Skiing so remote even the crew needed rescue helicopters on speed dial.
Into these most inhospitable of lands, a handful of drifters emerge from the whiteout, ready to cast their lot on forsaken peaks both merciless and magnificent. Venturing beyond the frontiers of most mountain films, Solitaire is backcountry skiing forged in the tradition of Western cinema. Born in the spires of Argentina’s legendary Las Lenas, a lonely two-year journey begins through an abandoned world, wandering the length of a continent from Peru’s Cordillera Blanca to Chilean Patagonia.
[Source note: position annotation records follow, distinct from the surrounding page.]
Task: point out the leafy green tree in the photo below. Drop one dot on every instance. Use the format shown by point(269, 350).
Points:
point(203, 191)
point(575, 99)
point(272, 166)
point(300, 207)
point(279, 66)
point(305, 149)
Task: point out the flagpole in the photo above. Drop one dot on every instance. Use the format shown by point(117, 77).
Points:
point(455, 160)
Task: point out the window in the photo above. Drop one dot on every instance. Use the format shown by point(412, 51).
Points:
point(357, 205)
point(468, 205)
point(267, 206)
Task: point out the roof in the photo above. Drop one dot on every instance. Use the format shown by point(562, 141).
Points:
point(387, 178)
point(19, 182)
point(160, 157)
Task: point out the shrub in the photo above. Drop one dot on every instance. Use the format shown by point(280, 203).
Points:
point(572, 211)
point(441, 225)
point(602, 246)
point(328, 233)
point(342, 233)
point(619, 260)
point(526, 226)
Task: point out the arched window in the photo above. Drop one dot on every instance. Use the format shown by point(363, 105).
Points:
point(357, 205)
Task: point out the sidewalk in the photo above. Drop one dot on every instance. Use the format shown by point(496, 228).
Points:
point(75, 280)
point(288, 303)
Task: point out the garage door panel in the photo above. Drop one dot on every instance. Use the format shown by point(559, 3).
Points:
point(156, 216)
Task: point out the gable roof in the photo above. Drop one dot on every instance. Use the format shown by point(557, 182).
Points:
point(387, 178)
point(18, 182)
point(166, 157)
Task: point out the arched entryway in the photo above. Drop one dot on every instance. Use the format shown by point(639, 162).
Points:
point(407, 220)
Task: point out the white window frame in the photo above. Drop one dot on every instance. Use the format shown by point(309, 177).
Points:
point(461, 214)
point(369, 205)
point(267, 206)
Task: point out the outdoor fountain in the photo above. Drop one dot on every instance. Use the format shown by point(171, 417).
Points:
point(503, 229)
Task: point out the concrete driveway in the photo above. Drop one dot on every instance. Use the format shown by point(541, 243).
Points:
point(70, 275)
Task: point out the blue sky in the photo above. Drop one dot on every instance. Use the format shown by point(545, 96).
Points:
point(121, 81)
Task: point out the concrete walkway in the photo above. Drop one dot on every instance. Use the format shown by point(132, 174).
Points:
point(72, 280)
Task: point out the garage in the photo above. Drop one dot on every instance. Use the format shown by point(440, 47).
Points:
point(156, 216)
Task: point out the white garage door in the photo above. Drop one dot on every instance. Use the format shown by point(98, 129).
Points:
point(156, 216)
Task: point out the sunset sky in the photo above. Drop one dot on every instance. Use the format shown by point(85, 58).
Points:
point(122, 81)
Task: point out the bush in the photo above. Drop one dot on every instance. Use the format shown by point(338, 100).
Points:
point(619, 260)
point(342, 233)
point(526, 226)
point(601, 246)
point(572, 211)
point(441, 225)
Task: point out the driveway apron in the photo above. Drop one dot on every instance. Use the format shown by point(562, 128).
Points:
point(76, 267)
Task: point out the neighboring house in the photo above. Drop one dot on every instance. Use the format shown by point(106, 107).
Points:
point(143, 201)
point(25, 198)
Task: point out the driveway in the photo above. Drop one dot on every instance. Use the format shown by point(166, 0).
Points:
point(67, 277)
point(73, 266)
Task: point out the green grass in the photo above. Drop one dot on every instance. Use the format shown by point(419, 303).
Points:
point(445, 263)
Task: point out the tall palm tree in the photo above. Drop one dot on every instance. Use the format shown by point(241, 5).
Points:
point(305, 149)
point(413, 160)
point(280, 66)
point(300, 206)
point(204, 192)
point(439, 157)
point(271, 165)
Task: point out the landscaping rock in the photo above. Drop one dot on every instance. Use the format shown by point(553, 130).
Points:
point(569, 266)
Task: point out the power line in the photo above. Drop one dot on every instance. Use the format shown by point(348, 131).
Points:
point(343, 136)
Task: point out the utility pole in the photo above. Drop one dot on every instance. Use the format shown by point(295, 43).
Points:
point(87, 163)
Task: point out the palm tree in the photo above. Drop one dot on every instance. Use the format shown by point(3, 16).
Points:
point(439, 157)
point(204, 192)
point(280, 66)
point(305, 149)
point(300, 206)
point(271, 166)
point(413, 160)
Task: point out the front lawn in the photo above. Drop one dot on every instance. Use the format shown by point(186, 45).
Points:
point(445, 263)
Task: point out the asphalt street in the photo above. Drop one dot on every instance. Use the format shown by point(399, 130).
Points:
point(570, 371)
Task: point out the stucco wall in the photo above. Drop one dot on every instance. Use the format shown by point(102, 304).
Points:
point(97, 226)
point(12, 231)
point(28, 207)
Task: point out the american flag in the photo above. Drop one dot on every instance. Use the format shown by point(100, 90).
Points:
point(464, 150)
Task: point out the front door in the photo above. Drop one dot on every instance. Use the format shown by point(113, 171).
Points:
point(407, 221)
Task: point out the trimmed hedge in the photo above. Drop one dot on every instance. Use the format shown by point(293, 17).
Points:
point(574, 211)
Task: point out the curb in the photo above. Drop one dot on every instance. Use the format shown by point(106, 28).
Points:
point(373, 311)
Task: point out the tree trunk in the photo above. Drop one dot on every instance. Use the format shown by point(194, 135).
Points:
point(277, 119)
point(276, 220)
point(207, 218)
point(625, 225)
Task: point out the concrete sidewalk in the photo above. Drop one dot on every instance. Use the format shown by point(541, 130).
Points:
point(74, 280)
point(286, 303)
Lost in the winds of snowbound badlands and the blizzards of primordial forests; seen from a horse’s saddle and a paraglider’s wings; ridden on ski and board and telemark...Solitaire fuses western-inspired tales of backcountry gambles into landscapes never before visited on film.
Cinematography
Horse-mounted tracking shots through Peruvian glaciers—absolutely unhinged logistics.
Direction
Waggoner shot for two years across a continent on pure stubborn vision.
Score
Spaghetti western guitars over avalanche terrain shouldn't work this well.
Director
Nick Waggoner
Trivia, insights & behind the scenes
The crew was genuinely stranded multiple times; some footage exists because they were literally waiting for weather extraction.
This helped launch 'ski cinema' as an art form distinct from sports documentary—prior films were basically highlight reels with metal soundtracks.